Increased circulating plasma cells detected by flow cytometry predicts poor prognosis in patients with plasma cell myeloma.Cytometry B Clin Cytom. 2018 05; 94(3):493-499.CB
Flow cytometry (FC) is a reliable tool for diagnosing and monitoring of plasma cell myeloma (PCM). Recent studies used FC for quantifying plasma cells (PCs) in peripheral blood (PB) using various panels, and an adverse prognostic effect of circulating PCs (cPCs) has been reported. We investigated the prognostic implication of cPCs quantified using a simple panel in patients with PCM.
Bone marrow (BM) and PB of 85 patients with PCM were analyzed by five-color FC at time of diagnosis. A serial gating strategy for quantification used CD38/CD138 to gate PCs in 100,000-200,000 acquired events, with subsequent gating for CD19, CD56, and CD45, to identify aberrant immunophenotypes.

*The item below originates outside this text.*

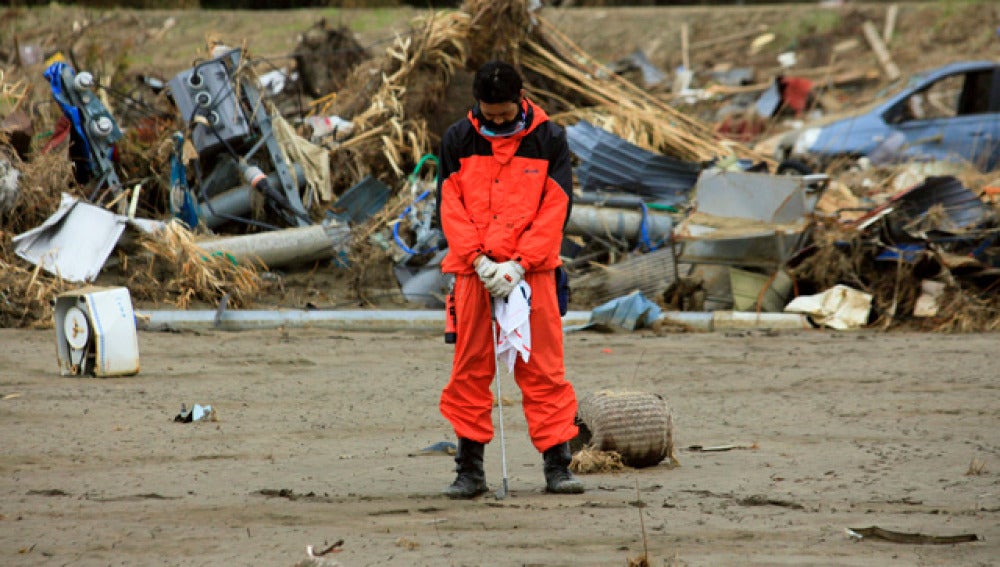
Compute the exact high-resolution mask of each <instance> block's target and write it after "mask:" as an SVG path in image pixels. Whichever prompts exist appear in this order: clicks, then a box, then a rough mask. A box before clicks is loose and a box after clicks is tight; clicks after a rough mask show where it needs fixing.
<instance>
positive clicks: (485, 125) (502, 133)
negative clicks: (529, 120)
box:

cPCs were observed in 74.1% patients (63/85, median 0.067% leukocytes). Patients were grouped based on a cPC cut-off level of 0.02% derived using the receiver operating characteristic curves. Compared with patients with cPCs < 0.02% (n = 28), those with cPCs ≥ 0.02% (n = 57) showed lower hemoglobin (P = 0.003) and platelets (P = 0.014), but higher calcium, M-protein and BM PCs (P = 0.013, 0.029, and P < 0.001, respectively). Survival analysis of 74 patients showed that cPCs ≥ 0.02% predicted shorter progression-free and overall survival (P = 0.001 and 0.013, respectively), and this negative prognostic impact was retained in multivariate analysis (P = 0.023).

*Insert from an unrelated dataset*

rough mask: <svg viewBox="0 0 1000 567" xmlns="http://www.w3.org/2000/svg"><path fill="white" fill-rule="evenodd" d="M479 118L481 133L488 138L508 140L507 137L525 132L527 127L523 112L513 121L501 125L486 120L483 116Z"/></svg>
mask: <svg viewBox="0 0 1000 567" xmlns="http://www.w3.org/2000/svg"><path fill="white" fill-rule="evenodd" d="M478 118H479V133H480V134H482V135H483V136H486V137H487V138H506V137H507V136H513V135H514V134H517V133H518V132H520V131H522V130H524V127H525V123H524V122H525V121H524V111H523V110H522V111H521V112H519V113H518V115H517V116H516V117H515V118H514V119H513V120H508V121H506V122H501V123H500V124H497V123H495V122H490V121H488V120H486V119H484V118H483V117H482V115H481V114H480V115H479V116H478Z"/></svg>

Flow cytometric quantification of cPCs using five surface antigens (CD138, CD38, CD56, CD19, and CD45) is a sensitive and simple method that can be used for assessing PCM prognosis; it would allow clinical laboratories to readily adopt a risk stratification strategy based on cPC levels in PCM patients. © 2017 International Clinical Cytometry Society.